There are 3 common types of licensing by Microsoft – OEM, FPP and OLP. Here are the differences with pros and cons of each. Do feel free to ask questions if you have any through our contact form. Our team would be happy to help you choose which software is suitable for you or your organization.

OEM – Original Equipment Manufacturer

Most major computer or notebook vendor such as Lenovo and HP will bundle operating system license together with their products. This ‘bundled’ license is called OEM. Clone PCs will require users to purchase the ‘OEM’ license at the same time when purchasing a new ‘do-it-yourself’ PC (clone PC).

Technically, customers are not allowed to purchase OEM licenses without purchasing a new PC or notebook together. However, customers may purchase OEM Microsoft Office license within 60 days of purchase of a new PC or notebook.

Pros:

– OEM Licenses are the cheapest among the licenses.

Cons:

– Licenses cannot be transferred between computers. If the computer is discarded, the license will have to be discarded as well.

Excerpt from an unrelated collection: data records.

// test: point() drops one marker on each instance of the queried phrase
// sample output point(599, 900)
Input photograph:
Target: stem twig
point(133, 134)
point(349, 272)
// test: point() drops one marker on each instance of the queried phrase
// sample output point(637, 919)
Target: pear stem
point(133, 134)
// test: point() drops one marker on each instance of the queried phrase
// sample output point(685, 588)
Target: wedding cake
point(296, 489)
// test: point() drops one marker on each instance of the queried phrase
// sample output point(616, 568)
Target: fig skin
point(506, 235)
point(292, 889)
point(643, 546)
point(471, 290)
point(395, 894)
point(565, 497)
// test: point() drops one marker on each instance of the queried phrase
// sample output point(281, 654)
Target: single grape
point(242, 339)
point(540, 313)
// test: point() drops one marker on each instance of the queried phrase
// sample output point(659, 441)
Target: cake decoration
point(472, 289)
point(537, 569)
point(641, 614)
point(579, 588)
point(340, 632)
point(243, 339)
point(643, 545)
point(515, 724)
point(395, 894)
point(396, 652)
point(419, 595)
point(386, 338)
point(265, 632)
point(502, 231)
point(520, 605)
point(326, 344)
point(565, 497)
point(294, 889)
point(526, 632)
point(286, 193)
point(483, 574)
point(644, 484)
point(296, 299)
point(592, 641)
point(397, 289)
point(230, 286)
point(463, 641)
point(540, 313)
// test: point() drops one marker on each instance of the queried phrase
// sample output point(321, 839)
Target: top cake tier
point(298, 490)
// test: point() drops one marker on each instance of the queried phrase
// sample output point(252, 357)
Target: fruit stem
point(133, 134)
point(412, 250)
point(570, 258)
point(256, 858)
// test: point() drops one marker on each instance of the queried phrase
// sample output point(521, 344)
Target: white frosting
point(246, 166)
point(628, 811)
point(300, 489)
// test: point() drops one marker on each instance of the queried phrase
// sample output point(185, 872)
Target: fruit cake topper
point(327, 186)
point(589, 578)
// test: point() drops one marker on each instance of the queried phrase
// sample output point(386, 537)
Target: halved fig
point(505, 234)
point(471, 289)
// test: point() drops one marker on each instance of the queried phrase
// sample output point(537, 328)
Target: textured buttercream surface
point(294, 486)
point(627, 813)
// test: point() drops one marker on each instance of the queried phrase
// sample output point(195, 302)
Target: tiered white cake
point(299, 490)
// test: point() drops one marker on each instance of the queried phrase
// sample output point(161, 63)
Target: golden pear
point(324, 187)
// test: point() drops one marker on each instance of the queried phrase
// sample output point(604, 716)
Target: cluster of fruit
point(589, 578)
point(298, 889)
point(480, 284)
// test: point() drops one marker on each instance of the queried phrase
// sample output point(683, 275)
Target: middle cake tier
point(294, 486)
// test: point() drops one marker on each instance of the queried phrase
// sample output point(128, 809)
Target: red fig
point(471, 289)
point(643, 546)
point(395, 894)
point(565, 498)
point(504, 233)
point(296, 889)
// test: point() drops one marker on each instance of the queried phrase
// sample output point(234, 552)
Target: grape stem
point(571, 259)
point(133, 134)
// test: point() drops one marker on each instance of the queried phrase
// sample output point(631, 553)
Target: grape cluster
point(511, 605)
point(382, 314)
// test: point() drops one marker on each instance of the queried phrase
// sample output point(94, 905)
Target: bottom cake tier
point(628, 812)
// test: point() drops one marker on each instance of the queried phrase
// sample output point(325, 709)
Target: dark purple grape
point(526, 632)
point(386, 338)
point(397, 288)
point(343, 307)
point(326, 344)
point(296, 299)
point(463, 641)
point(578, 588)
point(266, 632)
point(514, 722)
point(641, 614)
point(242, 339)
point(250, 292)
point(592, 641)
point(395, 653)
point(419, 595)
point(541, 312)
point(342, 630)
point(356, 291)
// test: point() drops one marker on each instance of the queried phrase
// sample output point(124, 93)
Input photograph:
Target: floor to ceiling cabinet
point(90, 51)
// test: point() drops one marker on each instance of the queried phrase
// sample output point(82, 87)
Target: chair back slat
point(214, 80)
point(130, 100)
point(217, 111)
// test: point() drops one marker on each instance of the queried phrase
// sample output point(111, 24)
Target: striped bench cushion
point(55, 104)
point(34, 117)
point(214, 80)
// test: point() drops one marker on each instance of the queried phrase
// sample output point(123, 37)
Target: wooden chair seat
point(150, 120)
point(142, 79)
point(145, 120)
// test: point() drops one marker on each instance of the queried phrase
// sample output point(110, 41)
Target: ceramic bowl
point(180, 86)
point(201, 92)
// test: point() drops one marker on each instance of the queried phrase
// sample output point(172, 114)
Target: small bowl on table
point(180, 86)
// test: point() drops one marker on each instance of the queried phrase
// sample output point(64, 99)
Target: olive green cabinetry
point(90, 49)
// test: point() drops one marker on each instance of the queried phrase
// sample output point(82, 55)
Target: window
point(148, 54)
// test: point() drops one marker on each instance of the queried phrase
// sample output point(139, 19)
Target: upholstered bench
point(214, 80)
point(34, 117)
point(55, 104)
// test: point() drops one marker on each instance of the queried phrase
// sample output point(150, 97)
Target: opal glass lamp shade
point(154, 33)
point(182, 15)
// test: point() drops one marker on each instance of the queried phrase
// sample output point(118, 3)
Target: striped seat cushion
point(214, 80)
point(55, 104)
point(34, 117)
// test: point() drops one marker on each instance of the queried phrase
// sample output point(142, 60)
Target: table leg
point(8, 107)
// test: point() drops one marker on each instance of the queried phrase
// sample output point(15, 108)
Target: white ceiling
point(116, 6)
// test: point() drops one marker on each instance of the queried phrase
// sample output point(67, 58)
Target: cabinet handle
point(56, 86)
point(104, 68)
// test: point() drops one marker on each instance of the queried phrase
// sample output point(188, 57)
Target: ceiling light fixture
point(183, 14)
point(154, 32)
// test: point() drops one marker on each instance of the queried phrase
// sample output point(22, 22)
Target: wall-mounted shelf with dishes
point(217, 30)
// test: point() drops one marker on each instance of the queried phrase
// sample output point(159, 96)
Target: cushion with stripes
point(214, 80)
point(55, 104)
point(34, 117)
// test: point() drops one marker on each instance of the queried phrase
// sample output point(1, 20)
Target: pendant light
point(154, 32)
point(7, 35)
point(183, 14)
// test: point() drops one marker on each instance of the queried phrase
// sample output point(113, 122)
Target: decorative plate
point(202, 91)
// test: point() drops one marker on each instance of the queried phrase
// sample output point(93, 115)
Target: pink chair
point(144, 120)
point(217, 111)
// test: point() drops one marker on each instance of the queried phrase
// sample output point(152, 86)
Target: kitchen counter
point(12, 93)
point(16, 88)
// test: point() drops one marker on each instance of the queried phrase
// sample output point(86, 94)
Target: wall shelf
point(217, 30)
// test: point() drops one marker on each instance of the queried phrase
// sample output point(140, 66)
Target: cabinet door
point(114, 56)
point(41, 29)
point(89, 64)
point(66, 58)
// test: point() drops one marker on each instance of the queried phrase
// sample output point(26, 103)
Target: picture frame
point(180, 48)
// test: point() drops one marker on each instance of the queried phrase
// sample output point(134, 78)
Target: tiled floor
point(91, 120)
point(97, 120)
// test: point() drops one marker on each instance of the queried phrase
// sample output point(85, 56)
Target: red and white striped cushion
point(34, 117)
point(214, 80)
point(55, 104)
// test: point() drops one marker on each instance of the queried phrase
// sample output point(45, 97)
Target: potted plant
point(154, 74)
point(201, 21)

FPP – Full Pack (or Retail Pack)

Full Pack (FPP) is usually available in a ‘shrink-wrapped’ box that is available ‘over the counter’ for individual purchase. Customers can buy these licenses individually. Typically, this license is required to legalize an ‘unlicensed’ PC or notebook that is more than 60 days old. This is the most expensive form of licensing and only recommended for users who require less than 5 units of licenses.

Pros:

– Legalize and authorize unlicensed (pirated) software;
– Available in single units;
– Licensed to use in an existing PC that does not have any prior license;
– Licenses can be transferred in 90 days.

Cons:

– Costs about double the price of an OEM license.

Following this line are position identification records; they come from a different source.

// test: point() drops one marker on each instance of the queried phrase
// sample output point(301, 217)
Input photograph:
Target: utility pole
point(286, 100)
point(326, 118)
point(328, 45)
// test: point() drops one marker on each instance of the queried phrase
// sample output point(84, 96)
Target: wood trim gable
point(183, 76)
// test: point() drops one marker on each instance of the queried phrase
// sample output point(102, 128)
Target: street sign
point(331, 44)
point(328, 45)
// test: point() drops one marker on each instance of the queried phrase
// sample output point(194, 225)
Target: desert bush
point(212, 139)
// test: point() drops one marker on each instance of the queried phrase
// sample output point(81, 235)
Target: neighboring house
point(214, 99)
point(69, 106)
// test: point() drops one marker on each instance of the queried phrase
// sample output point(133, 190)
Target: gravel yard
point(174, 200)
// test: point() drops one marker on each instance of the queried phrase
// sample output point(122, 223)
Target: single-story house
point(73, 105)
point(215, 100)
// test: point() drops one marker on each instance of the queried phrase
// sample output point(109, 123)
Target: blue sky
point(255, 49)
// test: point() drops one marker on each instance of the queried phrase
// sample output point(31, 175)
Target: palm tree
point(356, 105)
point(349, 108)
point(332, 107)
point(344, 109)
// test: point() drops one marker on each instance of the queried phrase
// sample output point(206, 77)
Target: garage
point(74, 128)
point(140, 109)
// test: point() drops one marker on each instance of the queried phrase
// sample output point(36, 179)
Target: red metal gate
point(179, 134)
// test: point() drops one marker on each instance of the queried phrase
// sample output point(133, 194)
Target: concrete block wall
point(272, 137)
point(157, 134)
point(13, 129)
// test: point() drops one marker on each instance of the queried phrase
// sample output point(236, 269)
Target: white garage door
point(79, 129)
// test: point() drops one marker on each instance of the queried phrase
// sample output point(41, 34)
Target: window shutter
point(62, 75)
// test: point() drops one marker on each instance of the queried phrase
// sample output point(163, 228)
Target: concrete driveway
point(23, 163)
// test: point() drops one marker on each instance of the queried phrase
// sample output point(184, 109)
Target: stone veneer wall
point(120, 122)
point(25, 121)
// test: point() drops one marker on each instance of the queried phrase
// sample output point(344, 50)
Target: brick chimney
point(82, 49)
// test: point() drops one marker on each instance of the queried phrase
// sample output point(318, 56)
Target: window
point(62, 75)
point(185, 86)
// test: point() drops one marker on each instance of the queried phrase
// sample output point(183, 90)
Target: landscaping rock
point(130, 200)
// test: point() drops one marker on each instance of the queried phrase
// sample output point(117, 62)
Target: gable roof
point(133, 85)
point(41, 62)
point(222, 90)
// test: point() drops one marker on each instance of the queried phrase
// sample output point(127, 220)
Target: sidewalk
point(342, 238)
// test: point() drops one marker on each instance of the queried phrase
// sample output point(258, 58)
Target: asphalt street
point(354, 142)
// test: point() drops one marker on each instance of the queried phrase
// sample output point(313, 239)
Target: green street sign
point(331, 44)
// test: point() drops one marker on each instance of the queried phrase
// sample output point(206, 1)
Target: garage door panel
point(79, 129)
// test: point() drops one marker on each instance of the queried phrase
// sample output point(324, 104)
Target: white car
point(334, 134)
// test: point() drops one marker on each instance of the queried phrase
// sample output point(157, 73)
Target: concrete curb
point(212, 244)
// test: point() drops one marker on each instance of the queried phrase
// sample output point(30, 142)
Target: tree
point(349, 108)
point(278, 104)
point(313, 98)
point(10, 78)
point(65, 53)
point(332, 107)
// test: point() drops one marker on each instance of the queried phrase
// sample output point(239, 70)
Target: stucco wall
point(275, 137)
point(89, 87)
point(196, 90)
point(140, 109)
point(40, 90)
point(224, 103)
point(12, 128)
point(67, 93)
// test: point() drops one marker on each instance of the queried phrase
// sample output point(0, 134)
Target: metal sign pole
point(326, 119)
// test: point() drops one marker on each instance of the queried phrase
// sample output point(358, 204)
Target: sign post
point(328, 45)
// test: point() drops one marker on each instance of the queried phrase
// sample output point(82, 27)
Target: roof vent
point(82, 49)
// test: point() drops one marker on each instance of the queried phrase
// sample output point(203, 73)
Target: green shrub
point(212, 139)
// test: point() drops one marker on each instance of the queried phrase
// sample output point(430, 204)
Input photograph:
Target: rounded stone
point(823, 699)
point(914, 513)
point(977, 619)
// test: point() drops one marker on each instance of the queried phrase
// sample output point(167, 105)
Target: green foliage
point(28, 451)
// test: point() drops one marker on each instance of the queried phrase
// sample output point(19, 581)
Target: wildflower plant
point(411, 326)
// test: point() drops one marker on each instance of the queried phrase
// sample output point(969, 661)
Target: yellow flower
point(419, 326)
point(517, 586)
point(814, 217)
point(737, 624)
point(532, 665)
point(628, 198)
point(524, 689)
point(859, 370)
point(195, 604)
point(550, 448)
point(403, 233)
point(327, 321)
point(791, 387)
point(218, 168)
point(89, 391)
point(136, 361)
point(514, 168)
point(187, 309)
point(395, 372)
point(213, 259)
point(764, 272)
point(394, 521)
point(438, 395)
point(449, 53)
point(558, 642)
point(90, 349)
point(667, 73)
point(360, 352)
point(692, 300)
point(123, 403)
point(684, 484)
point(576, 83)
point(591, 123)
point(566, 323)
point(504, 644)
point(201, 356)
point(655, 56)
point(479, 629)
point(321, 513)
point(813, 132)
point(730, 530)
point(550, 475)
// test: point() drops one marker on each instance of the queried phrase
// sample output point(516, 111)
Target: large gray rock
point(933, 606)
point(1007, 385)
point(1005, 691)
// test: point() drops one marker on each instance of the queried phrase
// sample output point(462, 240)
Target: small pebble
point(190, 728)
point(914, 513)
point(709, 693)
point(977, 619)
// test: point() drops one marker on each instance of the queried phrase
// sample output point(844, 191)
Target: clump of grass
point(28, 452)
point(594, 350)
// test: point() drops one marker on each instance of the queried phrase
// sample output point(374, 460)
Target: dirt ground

OLP – Open License / Value License / Volume License

Available only with a minimum of 5 units Open License on first purchase. This can be a mix of different products. The license is perpetual (no expiry) and belongs to the company, not the computer or notebook. Therefore it is transferable between PCs and even between companies.

Pros:

– License can be transferred from old PCs to new PCs (with no version upgrade). Therefore, newly purchased PCs does not require the purchase of new OEM licenses;
– Makes licensing management easier paper license instead of physically handling large volume of CDs and booklets.

Cons:

– Costs almost double than OEM;
– Licenses are perpetual but users are stuck with the same version ‘forever’ even after new versions and updates are released. This can be avoided by purchasing ‘Software Assurance’ which is renewed annually.